Specifically, this paper investigates the following overarching research question: “Can the linguistic and logical properties associated with LLM-generated explanations be used to qualify the models’ reasoning process?”. To this end, we propose an interpretable framework inspired by philosophical accounts of abductive inference, also known as Inference to the Best Explanation (IBE) - i.e. the process of selecting among competing explanatory theories Lipton (2017). In particular, we aim to measure the extent to which LLM-generated explanations conform to IBE expectations when attempting to identify the most plausible explanation. To this end, we present IBE-Eval, a framework designed to estimate the plausibility of natural language explanations through a set of explicit logical and linguistic features, namely: logical consistency, parsimony, coherence, and linguistic uncertainty.

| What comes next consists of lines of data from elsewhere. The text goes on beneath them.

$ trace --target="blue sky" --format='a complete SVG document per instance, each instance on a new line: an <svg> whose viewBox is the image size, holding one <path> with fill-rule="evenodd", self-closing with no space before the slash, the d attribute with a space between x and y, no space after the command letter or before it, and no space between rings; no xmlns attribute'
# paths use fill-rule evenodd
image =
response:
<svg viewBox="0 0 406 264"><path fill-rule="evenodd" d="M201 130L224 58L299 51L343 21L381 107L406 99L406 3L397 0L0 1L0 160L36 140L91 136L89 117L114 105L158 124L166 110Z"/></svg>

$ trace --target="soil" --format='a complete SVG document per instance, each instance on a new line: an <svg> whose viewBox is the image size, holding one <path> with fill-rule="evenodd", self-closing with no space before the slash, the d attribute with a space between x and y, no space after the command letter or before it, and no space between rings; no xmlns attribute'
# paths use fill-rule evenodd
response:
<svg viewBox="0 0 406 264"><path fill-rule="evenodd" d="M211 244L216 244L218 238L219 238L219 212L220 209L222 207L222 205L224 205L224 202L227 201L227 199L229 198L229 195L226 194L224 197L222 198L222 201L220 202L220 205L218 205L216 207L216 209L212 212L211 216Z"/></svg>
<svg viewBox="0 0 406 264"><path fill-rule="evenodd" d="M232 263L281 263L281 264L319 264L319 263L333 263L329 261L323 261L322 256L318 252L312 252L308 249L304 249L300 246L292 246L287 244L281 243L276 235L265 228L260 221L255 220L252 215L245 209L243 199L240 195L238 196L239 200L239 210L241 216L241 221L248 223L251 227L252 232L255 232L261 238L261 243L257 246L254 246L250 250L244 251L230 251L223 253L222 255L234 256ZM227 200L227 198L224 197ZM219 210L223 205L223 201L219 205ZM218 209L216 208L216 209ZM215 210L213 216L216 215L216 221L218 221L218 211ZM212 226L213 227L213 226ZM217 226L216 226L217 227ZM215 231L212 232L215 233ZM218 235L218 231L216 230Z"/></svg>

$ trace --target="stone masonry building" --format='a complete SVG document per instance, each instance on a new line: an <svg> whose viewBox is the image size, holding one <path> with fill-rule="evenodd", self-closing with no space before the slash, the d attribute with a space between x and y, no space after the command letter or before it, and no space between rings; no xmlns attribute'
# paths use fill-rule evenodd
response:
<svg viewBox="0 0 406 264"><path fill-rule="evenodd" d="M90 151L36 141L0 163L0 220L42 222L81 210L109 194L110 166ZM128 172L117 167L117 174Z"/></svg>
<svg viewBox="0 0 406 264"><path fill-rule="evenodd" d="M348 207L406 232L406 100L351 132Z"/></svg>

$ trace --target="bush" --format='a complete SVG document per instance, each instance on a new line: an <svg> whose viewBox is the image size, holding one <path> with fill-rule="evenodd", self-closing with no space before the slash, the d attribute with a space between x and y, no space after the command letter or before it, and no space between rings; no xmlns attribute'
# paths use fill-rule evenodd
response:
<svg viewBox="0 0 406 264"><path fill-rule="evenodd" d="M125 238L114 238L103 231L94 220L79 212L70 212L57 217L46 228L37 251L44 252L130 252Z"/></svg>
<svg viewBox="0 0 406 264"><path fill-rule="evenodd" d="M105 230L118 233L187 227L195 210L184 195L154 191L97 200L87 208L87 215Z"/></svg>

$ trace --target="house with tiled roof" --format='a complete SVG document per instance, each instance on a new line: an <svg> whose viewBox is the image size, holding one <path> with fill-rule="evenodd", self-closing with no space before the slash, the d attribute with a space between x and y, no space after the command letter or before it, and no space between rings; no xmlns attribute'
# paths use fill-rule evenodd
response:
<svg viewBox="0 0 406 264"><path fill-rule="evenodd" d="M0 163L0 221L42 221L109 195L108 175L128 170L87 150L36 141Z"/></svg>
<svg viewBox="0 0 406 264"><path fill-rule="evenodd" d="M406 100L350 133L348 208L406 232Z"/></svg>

To evaluate the efficacy of IBE-Eval, we conduct extensive experiments in the multiple-choice Causal Question Answering (CQA) setting. The overall results and contributions of the paper can be summarized as follows:
1. To the best of our knowledge, we are the first to propose an interpretable framework inspired by philosophical accounts on Inference to the Best Explanation (IBE) to automatically assess the quality of natural language explanations.
1. We propose IBE-Eval, a framework that can be instantiated with external tools for the automatic evaluation of LLM-generated explanations and the identification of the best explanation in a multiple-choice CQA setting.
1. We provide empirical evidence that LLM-generated explanations tend to conform to IBE expectations with varying levels of statistical significance correlated to the LLM’s size.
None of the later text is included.